揺れる想い〜その愛は、ホンモノですか?〜
翌日、達也は伝手を通じて、調べてみた。飯田に相談すれば、煽られ、騒ぎが大きくなりかねないし、未来に相談すれば、鈴に筒抜けになる恐れがある。相手を慎重に選ぶ必要があった。


昨日の打ち合わせは、確かに存在した。時間も16時から。場所は相手企業の会議室、昨年末に自社の商品を、欧州に流通させる為の橋渡しをしてくれた商社。今の自社にとっては、最重要とも言える取引先だ。


こちらの出席者は、鈴を含む4人。相手の企業は、このプロジェクトの主務である副社長以下、やはり4人。


(副社長?そんな上の役職の人が、直接関わってるのか・・・。)


達也は驚くが、昨日の雅紀の話によれば、鈴と一緒にいた男はせいぜい30代前半。自分達と、ほとんど年格好は変わらないとのことだったので、別の人物なのだろう。


ミーティングは昨年来から続いており、案件が成就したあとも、回数こそ減ったものの、定期的に行われており、メンバーは変わっていないという。


昨日は、ミーティング終了後はそのまま解散。懇親会のようなものが、そのあと開かれたという報告はない。鈴達は、それぞれ社に連絡を入れ、直帰の許可を得て、帰宅の途についた・・・ことになっている。


しかし実際には、鈴は相手の男と示し合わせて、そのあと落ち合っているわけだ。


ちょっと調べれば、これだけのことが、すくにわかる。しかし、雅紀からの連絡がなければ、当然達也もこんなことをしようとは思わなかった。


まさに盲点をつかれたわけで、妻への信頼を逆手に取られた達也のショックは大きかった。
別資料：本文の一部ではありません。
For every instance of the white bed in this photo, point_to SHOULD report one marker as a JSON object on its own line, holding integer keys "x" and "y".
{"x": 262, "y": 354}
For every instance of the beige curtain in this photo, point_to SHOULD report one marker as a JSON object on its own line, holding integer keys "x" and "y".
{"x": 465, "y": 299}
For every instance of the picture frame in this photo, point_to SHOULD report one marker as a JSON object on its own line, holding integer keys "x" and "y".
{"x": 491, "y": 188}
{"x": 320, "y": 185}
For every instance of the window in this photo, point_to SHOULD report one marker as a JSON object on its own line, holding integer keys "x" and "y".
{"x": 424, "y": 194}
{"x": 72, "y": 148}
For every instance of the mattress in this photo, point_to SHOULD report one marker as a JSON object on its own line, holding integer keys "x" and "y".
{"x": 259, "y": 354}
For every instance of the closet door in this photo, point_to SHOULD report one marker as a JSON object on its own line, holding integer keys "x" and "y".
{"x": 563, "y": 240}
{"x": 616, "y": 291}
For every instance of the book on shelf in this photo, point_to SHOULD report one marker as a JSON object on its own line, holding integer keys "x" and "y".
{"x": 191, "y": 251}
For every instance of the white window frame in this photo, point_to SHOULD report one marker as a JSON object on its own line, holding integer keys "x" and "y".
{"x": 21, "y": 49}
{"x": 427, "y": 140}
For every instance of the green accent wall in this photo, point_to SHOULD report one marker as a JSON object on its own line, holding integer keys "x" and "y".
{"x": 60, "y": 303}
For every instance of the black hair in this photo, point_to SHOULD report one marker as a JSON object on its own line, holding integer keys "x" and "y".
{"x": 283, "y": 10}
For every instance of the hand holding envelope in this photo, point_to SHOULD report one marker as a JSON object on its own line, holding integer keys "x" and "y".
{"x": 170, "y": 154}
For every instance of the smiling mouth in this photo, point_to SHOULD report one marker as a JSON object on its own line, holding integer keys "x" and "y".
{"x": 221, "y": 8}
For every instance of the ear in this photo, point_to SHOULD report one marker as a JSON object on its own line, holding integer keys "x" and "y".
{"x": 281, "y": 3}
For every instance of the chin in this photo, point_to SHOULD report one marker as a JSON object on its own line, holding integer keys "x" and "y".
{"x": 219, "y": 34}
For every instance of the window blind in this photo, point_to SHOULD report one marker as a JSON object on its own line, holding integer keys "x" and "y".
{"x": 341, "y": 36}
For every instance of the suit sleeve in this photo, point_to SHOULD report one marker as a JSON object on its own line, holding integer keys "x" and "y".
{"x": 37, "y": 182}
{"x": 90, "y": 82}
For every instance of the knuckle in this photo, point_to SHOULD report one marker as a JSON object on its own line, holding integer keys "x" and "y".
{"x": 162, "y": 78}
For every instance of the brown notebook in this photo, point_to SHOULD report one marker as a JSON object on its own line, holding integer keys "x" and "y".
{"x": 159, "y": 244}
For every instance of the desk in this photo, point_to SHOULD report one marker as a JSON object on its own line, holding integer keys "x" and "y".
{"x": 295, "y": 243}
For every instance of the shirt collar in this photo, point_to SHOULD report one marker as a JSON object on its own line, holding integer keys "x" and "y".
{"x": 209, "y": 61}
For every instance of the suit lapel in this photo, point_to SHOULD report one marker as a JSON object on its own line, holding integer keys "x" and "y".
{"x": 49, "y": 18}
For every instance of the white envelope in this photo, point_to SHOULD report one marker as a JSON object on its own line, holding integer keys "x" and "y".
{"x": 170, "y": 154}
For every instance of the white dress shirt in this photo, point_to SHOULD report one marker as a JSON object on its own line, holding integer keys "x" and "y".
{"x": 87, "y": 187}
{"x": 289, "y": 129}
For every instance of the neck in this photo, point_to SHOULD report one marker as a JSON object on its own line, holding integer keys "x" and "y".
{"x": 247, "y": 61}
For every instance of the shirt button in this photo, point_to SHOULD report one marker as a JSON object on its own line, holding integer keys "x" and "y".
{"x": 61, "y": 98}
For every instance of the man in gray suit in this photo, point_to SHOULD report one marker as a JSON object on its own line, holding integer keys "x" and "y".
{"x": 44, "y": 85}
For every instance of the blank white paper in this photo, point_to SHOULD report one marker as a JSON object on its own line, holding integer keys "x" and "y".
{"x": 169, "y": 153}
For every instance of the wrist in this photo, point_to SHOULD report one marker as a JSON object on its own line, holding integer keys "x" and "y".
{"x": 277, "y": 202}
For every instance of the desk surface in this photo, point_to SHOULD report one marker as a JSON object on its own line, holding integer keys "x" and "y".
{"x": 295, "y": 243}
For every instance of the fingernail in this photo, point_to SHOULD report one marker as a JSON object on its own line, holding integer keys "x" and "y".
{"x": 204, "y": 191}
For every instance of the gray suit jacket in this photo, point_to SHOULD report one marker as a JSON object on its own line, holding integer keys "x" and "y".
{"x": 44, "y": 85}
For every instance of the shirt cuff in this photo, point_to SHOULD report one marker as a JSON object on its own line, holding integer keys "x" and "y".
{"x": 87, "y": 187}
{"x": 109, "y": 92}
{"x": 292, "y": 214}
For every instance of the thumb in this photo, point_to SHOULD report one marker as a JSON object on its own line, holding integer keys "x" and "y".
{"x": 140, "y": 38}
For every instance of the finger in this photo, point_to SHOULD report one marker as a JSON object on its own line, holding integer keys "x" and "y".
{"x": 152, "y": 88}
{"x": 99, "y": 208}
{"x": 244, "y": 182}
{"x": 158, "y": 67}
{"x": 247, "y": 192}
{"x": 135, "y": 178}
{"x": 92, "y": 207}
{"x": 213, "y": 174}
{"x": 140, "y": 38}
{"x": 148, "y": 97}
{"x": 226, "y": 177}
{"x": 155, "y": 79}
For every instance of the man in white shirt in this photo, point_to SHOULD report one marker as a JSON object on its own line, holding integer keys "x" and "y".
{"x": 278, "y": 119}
更にショックだったのは、自分が年末に疑念を以前抱いた日は、ミーティングは行われていなかった。つまり鈴はあの日、自分の帰りが遅くなることを奇貨として、男と会っていたことになる。


もっとも、その日に、本当に鈴が男に会っていたという確証はない。梨乃に会っていたと言ってるから、彼女に確かめればいいのだが、口裏を合わせているかもしれないし、梨乃が鈴を庇う可能性も高い。


(なんで、鈴をこんなにまで、疑わなきゃならないんだ。)


達也は情けなくも悲しくなる。しかし、鈴が不倫をしていると、まだ決まったわけではない。
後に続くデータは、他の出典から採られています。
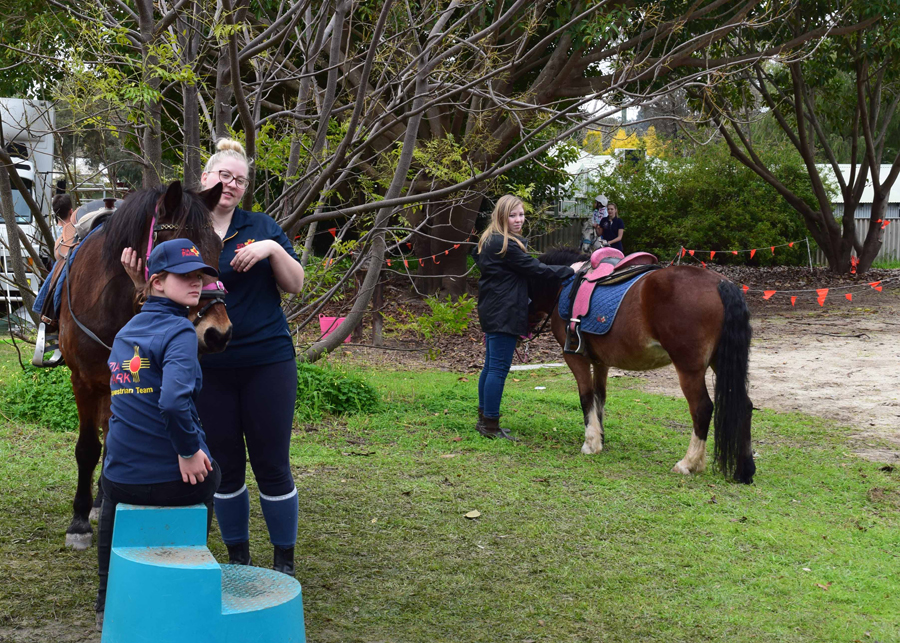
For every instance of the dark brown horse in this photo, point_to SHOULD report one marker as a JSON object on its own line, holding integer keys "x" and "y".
{"x": 681, "y": 315}
{"x": 101, "y": 298}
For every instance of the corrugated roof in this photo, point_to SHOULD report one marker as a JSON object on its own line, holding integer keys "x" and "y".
{"x": 827, "y": 173}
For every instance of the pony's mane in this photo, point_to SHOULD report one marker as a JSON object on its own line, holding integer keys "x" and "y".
{"x": 562, "y": 257}
{"x": 127, "y": 226}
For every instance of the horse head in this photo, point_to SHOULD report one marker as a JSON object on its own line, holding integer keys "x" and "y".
{"x": 150, "y": 217}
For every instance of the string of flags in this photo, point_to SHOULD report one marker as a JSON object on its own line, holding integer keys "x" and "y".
{"x": 821, "y": 293}
{"x": 752, "y": 251}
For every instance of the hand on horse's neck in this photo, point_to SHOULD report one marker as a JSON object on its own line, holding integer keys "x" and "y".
{"x": 221, "y": 221}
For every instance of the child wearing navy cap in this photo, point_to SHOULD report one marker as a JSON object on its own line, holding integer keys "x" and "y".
{"x": 156, "y": 451}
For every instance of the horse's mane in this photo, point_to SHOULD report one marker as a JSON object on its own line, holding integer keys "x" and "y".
{"x": 562, "y": 257}
{"x": 126, "y": 228}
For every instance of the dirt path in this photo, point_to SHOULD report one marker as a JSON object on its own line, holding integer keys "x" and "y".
{"x": 840, "y": 362}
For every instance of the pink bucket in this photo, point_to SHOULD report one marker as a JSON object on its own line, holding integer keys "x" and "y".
{"x": 330, "y": 324}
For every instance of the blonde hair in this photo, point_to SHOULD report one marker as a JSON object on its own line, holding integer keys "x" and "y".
{"x": 500, "y": 223}
{"x": 227, "y": 148}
少なくとも、昨日、鈴と男は、食事をしただけで別れている。別れの挨拶の様子も、ラブラブの雰囲気は全くなかったと、雅紀は言う。短気は起こすな、雅紀が昨日そう言ったのは、それが理由だ。


しかし、食事中にどんな会話を交わし、どんな雰囲気だったのかは、わからないし、挨拶の時は、人目を気にしたのかもしれない。


疑心暗鬼は深まるばかりだった。